ATTACK THE BLOCK
Written and Directed by Joe Cornish
Starring Nick Frost, Jodie Whittaker, Luke Treadaway
In kind of an homage to the cheapie American horror films of the 1950s, Attack the Block is a cheapie British horror film. You know, like The Blob, where something falls from the sky, wreaks havoc on a small town, and it’s up to teens to save the day.
Many American viewers are going to have some trouble understanding what the characters are saying near the beginning, due to thick South London accents, but it’s pretty easy to figure out what’s going on.
In the opening shot a bright light up in the sky wafts earthward, unnoticed by anyone because of the celebratory fireworks down below.
We’re in the bad part of town, where Sam (Jodie Whittaker), a young nurse on her way home along a dark street, is mugged. She lives in a huge complex nicknamed “the block,” what the Brits call a counsel estate (what we’d call the projects).

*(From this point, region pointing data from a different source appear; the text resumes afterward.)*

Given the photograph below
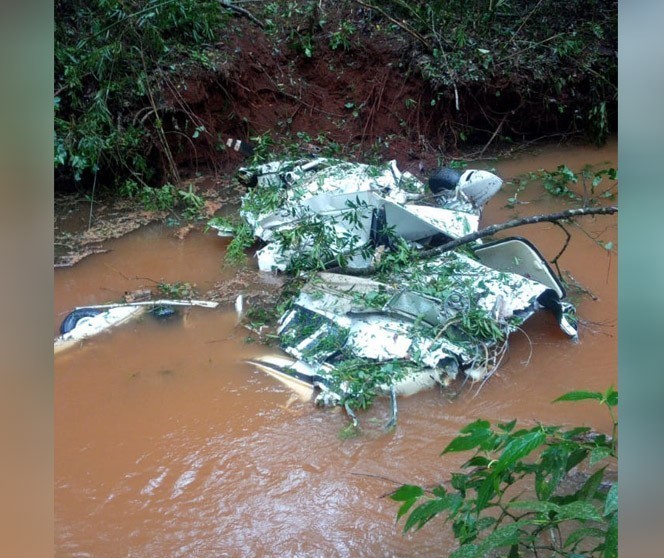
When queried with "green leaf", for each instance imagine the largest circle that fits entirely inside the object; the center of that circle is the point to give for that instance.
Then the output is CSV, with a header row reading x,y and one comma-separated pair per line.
x,y
611,503
467,551
611,540
579,396
579,511
486,491
587,491
518,448
423,513
611,397
464,443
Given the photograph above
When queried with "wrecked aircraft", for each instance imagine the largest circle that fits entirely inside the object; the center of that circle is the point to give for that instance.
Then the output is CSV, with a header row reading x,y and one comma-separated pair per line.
x,y
410,321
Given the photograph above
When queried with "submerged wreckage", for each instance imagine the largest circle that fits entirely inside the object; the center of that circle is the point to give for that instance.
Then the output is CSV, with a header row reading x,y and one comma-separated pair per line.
x,y
399,317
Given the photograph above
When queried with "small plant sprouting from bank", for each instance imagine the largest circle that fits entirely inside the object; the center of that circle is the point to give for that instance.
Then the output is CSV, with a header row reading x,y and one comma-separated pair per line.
x,y
513,496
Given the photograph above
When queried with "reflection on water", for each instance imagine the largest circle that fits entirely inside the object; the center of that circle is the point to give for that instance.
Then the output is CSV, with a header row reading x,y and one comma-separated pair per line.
x,y
167,444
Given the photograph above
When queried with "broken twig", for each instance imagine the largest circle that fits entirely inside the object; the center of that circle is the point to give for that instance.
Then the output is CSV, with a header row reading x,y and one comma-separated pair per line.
x,y
493,229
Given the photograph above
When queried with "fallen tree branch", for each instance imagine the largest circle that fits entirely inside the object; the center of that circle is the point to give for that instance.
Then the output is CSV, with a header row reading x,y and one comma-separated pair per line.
x,y
241,11
493,229
401,24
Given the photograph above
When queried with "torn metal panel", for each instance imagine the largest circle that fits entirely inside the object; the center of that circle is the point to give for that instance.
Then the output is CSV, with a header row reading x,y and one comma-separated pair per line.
x,y
326,209
352,337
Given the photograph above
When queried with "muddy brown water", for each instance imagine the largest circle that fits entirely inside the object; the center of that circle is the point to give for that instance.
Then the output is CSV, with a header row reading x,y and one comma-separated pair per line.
x,y
169,444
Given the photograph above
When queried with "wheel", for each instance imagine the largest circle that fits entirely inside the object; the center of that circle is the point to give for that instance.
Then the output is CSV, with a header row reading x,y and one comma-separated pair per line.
x,y
73,317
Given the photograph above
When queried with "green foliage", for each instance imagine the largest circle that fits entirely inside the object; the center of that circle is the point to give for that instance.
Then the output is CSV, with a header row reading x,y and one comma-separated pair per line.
x,y
362,380
341,38
112,59
493,508
177,290
242,240
560,54
563,183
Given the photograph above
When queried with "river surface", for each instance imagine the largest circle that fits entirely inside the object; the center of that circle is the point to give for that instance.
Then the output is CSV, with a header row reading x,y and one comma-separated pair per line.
x,y
169,444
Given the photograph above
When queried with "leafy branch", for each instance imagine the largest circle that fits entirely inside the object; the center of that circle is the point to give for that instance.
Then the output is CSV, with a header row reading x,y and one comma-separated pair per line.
x,y
552,517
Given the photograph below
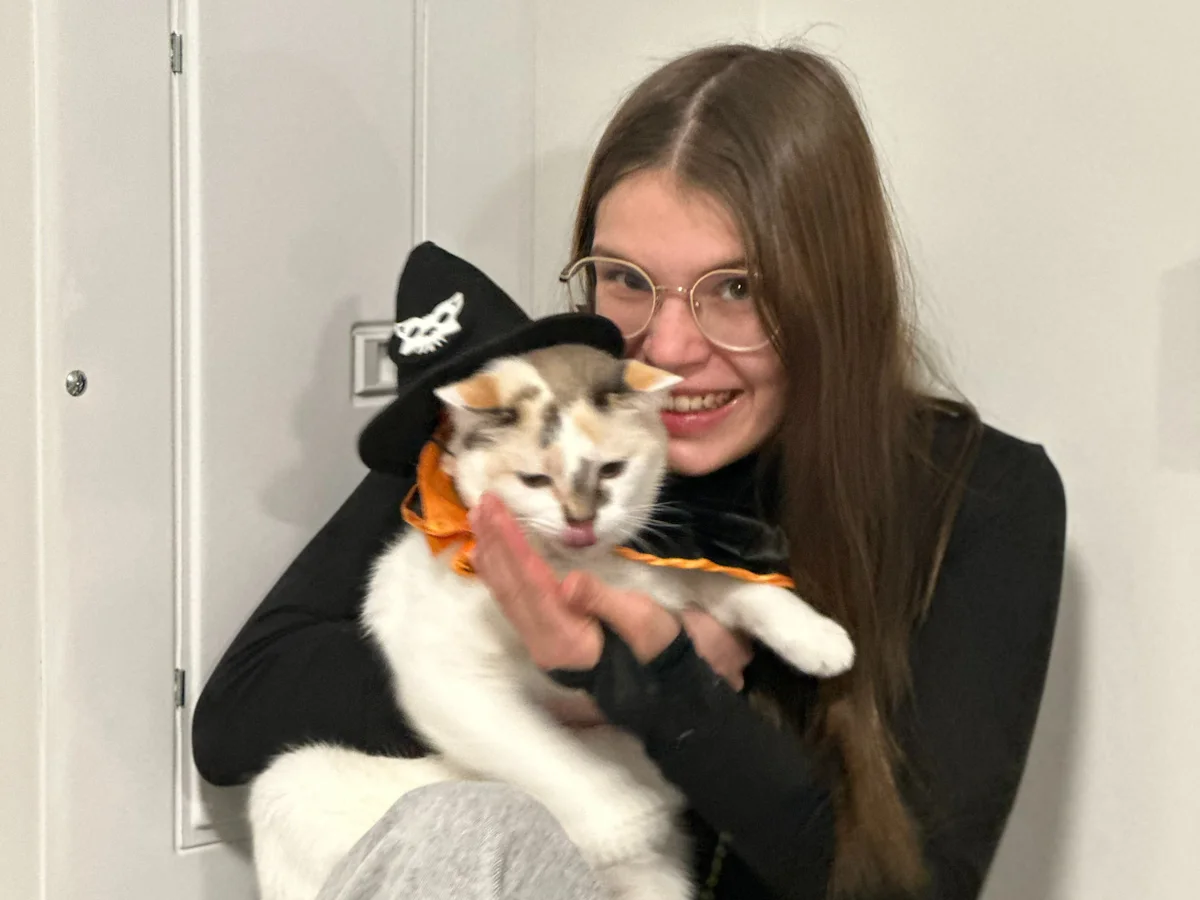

Coincidentally, her attackers a gang of five teenage would-be street thugs also live in the block.
Right in the middle of the robbery the source of that light in the sky appears, and it ain’t a pretty sight. Stumpy and hairy, it hits the ground, goes after the teens and is killed by their self-proclaimed leader Moses (John Boyega).
So what do you do with a carcass from another world? You bring it to the local drug dealer, hoping he’ll make a handsome offer for it. What do you do when other creatures come looking for the first one, and they’re vicious and have sharp, bright green glowing teeth? You run. But then you say, Hey, this is my turf. Then you get on motor scooters and bicycles, and you grab baseball bats and small swords and even some of those fireworks, and you stand your ground.
The film presents and holds onto the frenetic energy of its youthful cast through swirling camerawork, fast editing and loud music. There’s plenty of comic relief via the stoned-out performances of Nick Frost (Shaun of the Dead), who runs Ron’s Weed Room, and Luke Treadaway (Brothers of the Head) as the pot dealer Brewis.
On the dramatic side, Sam and her attackers are forced to work together against the common enemy, and the film settles on an examination of what it takes to be a hero, or at least a leader, by taking responsibility for your actions.
A word to the squeamish: There’s more of a body count than you would expect from a sci-fi comedy, and some of the deaths are gory. But the laughs do keep coming back, and as the film moves on, it gets easier to pick up on the accent, and you eventually understand what everyone is saying.